Anime e corpi
e un filo spinato

19 febbraio 1942, giovedì pomeriggio, le due. Amsterdam. Se dovessi dire che cosa mi ha fatto più impressione oggi, direi che sono state le grosse mani piene di geloni di Jan Bool. Di nuovo qualcuno è stato torturato a morte: quel dolce ragazzo della Libreria Cultura. Ricordo che suonava il mandolino; aveva una ragazza simpatica che era poi diventata sua moglie, e c’era anche un bambino. “Quelle bestie” diceva Jan Bool nel corridoio affollato dell’Università. Lo hanno fatto a pezzi. E Jan Romein e Tielrooy e diversi altri tra i professori più vecchi e più fragili. Ora sono prigionieri in una baracca piena di correnti, in quello stesso parco di Veluwe dove, in una pensione accogliente, avevano trascorso le loro vacanze estive. Non hanno neppure il permesso di indossare il pigiama, non possono avere nulla con sé, raccontava Aleida Schot nel buffet. Vogliono abbrutirli completamente, vogliono fargli venire un sentimento d’inferiorità. Moralmente sono forti abbastanza, i nostri uomini, ma la salute dei più è davvero molto fragile.

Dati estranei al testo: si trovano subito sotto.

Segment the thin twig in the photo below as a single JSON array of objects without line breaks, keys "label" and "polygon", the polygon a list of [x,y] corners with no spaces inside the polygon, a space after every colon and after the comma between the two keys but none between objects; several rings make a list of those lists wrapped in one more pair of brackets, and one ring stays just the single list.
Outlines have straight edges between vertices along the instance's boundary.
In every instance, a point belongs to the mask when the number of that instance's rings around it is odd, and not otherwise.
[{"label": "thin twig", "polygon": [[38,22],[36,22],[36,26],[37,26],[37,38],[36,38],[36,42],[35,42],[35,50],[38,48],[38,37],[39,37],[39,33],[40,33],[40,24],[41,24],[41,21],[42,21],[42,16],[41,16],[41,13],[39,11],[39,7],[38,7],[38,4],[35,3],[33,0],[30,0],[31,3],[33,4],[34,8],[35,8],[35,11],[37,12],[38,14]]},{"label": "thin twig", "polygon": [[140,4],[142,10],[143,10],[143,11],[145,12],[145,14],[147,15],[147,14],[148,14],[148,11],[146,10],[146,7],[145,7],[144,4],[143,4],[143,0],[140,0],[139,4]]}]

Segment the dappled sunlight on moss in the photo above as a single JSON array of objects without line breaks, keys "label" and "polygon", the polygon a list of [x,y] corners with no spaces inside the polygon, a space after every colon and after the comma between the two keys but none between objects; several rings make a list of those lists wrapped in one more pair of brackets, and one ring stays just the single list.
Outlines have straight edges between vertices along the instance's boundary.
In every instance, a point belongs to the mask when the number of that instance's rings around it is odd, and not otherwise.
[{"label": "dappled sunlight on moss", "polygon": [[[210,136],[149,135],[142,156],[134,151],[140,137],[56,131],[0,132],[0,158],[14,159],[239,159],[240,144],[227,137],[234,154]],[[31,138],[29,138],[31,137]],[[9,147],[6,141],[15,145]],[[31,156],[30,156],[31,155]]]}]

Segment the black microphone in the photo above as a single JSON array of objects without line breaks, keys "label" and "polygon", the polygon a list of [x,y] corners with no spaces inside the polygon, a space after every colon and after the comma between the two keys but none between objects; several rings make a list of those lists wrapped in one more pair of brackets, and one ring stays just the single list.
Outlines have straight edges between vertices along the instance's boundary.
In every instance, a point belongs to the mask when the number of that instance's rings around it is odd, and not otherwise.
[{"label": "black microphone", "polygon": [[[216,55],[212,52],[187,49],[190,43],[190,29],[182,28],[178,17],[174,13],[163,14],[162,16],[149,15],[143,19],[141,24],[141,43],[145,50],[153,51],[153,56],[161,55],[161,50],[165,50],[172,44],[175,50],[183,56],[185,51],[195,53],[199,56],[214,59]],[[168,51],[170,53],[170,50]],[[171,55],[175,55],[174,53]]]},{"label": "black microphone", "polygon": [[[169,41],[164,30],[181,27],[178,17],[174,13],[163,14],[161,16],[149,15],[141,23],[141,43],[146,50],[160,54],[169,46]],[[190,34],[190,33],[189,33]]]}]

Pos si trova in un convento a Haren, e scrive un libro: così vien detto. C’era un gran sconforto stamattina a lezione. Ma una luce c’era: una breve, inaspettata conversazione con Jan Bool mentre attraversavamo il freddo e stretto Langebrugsteeg, e poi aspettando il tram. Jan chiedeva con amarezza: cosa spinge l’uomo a distruggere gli altri? E io: gli uomini, dici – ma ricordati che sei un uomo anche tu. E inaspettatamente, quel testardo, brusco Jan era pronto a darmi ragione. Il marciume che c’è negli altri c’è anche in noi, continuavo a predicare; e non vedo nessun’altra soluzione, veramente non ne vedo nessun’altra, che quella di raccoglierci in noi stessi e di strappar via il nostro marciume.

Non credo più che si possa migliorare qualcosa nel mondo esterno senza aver fatto prima la nostra parte dentro di noi. È l’unica lezione di questa guerra: dobbiamo cercare in noi stessi, non altrove. E Jan era pronto a essere d’accordo con me, aperto e perplesso e non più attaccato alle durissime teorie sociali di un tempo. Diceva: sono anche così a buon prezzo i sentimenti vendicativi rivolti verso l’esterno – vivere solo in funzione di quell’unico momento di vendetta: questo non ci interessa proprio. Stavamo lì al freddo ad aspettare il tram, Jan con le sue grandi mani viola per i geloni, e col mal di denti. E non erano teorie: i nostri professori sono imprigionati, un altro amico di Jan è stato ammazzato, ma c’è ancora dell’altro – troppo per farne un elenco -, e noi ci dicevamo: sono così a buon prezzo, quei sentimenti di vendetta. Era proprio una luce, oggi.

E ora un po’ a dormire, e poi a far conoscenza con quell’amica di Rilke. Tutto va sempre avanti, e perché no! Dovrei scrivere un po’ più spesso su queste righino blu: ma c’è troppo poco tempo.

11 agosto 1943, Westerbork. In futuro quando la mia casa non sarà più un giaciglio di ferro in un luogo circondato dal filo spinato, voglio avere una lampadina sopra il mio letto, così di notte ci sarà luce ogni volta che lo vorrò. Una volta, nel cuore della notte, una gatta randagia è entrata nella nostra baracca, le abbiamo messo una cappelliera sul gabinetto e là ha avuto i suoi piccoli. Certe volte mi sento come un gatto randagio senza cappelliera.